Medicina, Vol. 61, Pages 1915: Uterine Ectopic Pregnancies and Live Births: Systematic Review of the Literature and Concepts Underlying Favorable Outcomes


Medicina, Vol. 61, Pages 1915: Uterine Ectopic Pregnancies and Live Births: Systematic Review of the Literature and Concepts Underlying Favorable Outcomes

Medicina doi: 10.3390/medicina61111915

Authors:
Guglielmo Stabile
Laura Vona
Stefania Carlucci
Anna Pitsillidi
Stefano Restaino
Giuseppe Vizzielli
Luigi Nappi

Background and Objectives: Uterine ectopic pregnancy includes uterine extraendometrial forms such as cervical, intramural, and interstitial pregnancies, whose incidence is increasing with prior uterine surgery and assisted reproduction.
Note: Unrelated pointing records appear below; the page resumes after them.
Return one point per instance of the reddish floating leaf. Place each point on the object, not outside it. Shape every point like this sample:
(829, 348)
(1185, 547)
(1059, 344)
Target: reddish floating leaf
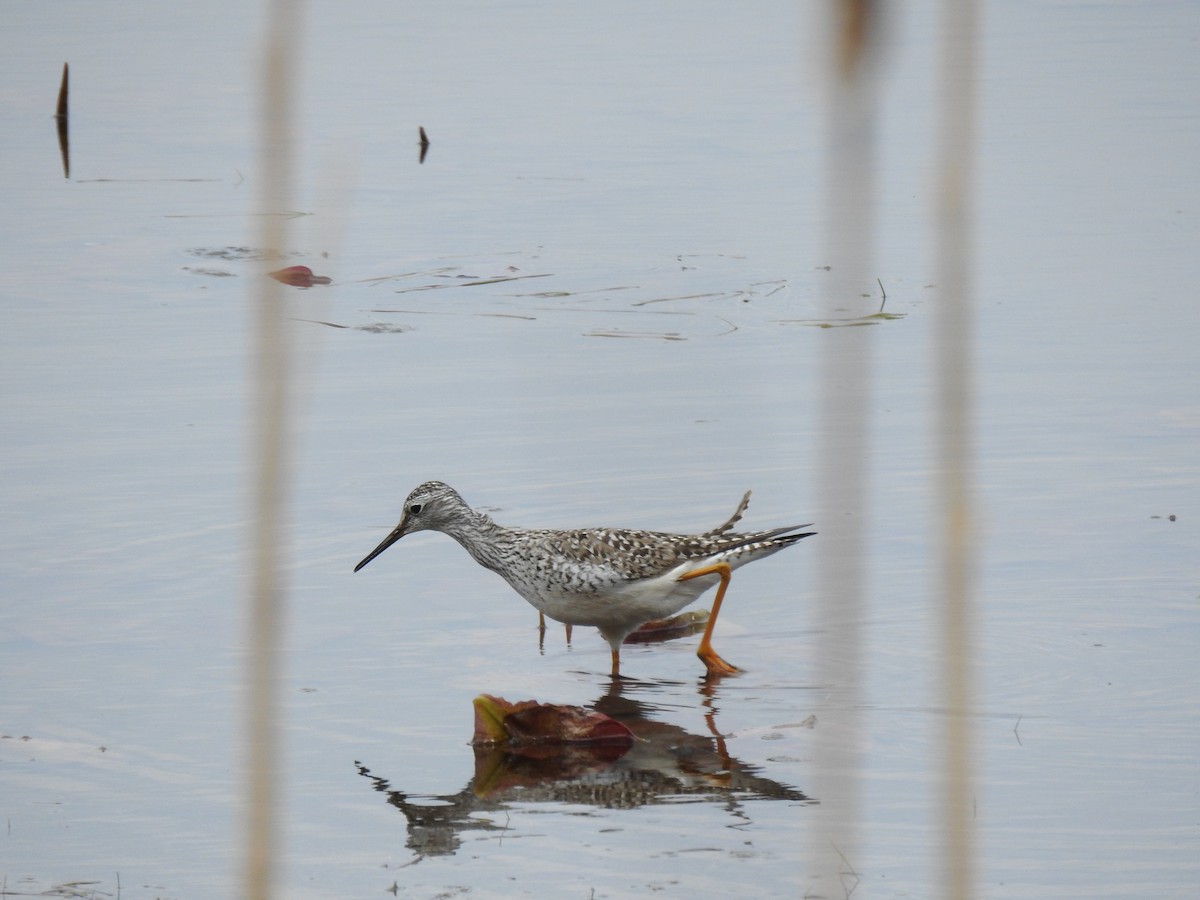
(498, 721)
(299, 276)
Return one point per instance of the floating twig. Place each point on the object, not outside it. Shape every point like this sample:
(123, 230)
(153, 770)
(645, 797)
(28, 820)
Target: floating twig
(424, 142)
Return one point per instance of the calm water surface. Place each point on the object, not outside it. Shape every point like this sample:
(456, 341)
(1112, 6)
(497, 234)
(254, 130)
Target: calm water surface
(651, 183)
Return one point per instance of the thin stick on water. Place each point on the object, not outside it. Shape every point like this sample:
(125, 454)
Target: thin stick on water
(270, 418)
(954, 437)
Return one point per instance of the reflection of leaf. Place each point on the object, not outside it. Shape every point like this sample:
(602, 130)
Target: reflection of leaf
(852, 322)
(658, 335)
(529, 723)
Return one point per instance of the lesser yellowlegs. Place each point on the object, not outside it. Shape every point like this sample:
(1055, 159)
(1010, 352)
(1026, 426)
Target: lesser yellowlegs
(615, 579)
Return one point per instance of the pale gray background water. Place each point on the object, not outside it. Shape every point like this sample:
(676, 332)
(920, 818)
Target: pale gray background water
(631, 156)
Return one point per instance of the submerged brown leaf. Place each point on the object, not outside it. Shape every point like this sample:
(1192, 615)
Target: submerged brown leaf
(299, 276)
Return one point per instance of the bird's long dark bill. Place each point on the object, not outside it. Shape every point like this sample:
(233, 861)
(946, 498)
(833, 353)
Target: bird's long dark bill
(396, 534)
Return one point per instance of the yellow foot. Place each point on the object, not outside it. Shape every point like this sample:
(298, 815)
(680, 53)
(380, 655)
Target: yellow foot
(715, 665)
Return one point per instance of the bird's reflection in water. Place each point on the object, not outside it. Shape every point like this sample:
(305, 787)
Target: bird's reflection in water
(665, 763)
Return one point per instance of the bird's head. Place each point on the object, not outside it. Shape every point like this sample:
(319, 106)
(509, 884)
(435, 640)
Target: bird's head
(431, 507)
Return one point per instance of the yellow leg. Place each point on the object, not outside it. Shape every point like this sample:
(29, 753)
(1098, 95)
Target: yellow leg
(715, 665)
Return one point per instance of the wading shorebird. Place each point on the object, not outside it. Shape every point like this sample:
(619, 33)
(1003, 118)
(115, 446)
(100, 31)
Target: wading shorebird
(613, 579)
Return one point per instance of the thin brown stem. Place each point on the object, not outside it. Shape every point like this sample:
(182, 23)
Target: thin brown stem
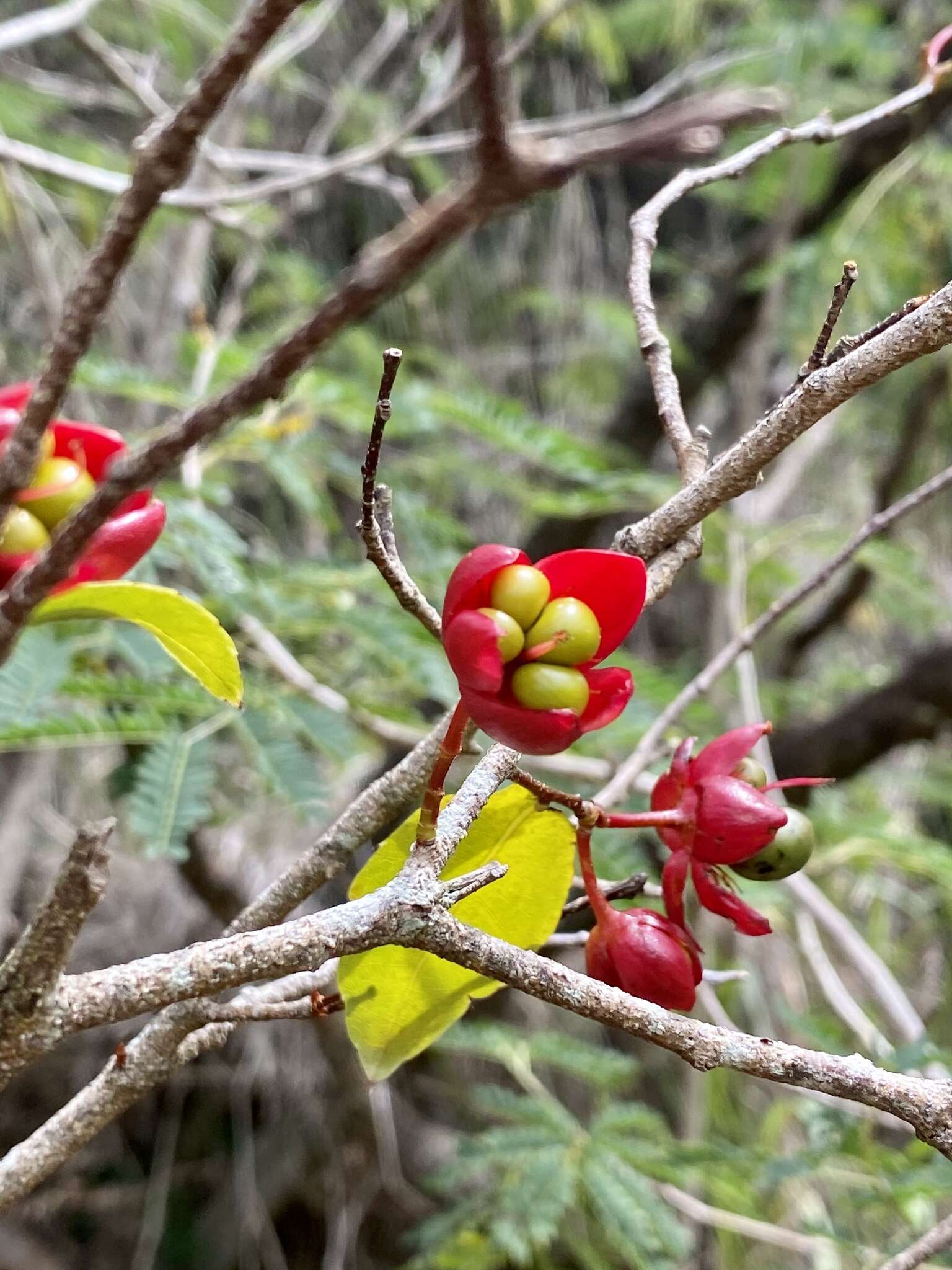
(819, 351)
(450, 747)
(376, 522)
(601, 907)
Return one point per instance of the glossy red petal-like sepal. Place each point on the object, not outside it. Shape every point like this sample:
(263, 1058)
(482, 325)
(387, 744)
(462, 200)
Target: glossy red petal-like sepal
(723, 902)
(648, 958)
(733, 821)
(14, 397)
(532, 732)
(611, 584)
(610, 693)
(471, 580)
(471, 644)
(117, 545)
(598, 958)
(723, 755)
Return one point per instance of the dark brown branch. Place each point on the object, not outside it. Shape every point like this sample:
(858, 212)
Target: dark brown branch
(819, 351)
(164, 158)
(917, 705)
(926, 331)
(482, 51)
(392, 358)
(36, 962)
(376, 515)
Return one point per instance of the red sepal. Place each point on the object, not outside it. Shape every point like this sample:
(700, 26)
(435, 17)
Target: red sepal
(646, 956)
(612, 585)
(610, 693)
(723, 902)
(531, 732)
(471, 582)
(723, 755)
(471, 644)
(674, 878)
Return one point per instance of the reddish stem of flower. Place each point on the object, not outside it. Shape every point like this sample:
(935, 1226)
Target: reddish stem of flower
(599, 905)
(673, 819)
(448, 750)
(537, 651)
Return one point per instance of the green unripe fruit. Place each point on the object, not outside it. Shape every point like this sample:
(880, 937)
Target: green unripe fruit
(521, 591)
(791, 849)
(752, 773)
(550, 687)
(22, 533)
(511, 638)
(69, 487)
(573, 625)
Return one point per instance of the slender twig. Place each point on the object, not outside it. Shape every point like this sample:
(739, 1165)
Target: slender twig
(937, 1240)
(738, 469)
(36, 962)
(546, 793)
(818, 353)
(918, 412)
(381, 548)
(312, 1006)
(839, 298)
(625, 889)
(381, 270)
(163, 162)
(42, 23)
(918, 1100)
(637, 762)
(852, 342)
(448, 750)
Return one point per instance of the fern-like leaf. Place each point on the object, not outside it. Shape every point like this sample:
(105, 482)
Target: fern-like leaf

Unlike cesarean scar pregnancy, which is known to occasionally progress to term, the potential for these other types to continue beyond the first trimester remains poorly defined. This review evaluates reported cases carried to viability, focusing on maternal and neonatal outcomes and identifying prognostic factors influencing progression. Materials and Methods: This systematic review was conducted in accordance with PRISMA guidelines and registered in PROSPERO (CRD420251070864). Comprehensive searches of PubMed, Scopus, and Web of Science up to June 2025 identified English-language case reports of uterine ectopic pregnancies (cervical, intramural, or interstitial) resulting in live birth. Data on maternal characteristics, clinical presentation, pregnancy course, delivery outcomes, and neonatal parameters were extracted. Study quality was assessed using the Joanna Briggs Institute checklist for case reports. Results: Uterine ectopic pregnancies were frequently misdiagnosed, with definitive diagnosis established only at delivery in 85% of cases. The majority of patients presented with abdominal pain or vaginal bleeding, and maternal morbidity was considerable: two-thirds required hysterectomy, and blood transfusions were often necessary due to severe hemorrhage. Fourteen live births were reported (nine interstitial, four cervical, and one intramural). Neonatal survival was primarily dependent on gestational age at delivery, while successful continuation of pregnancy appeared favored by implantation in more distensible myometrial regions and the presence of residual endometrial tissue. Conclusions: An increased amount of endometrium and greater myometrial distensibility at the implantation site enhance the likelihood of uterine ectopic pregnancies progressing to viability. These factors should guide early diagnosis, patient counseling, and individualized management, considering gestational age, implantation type, and future fertility goals.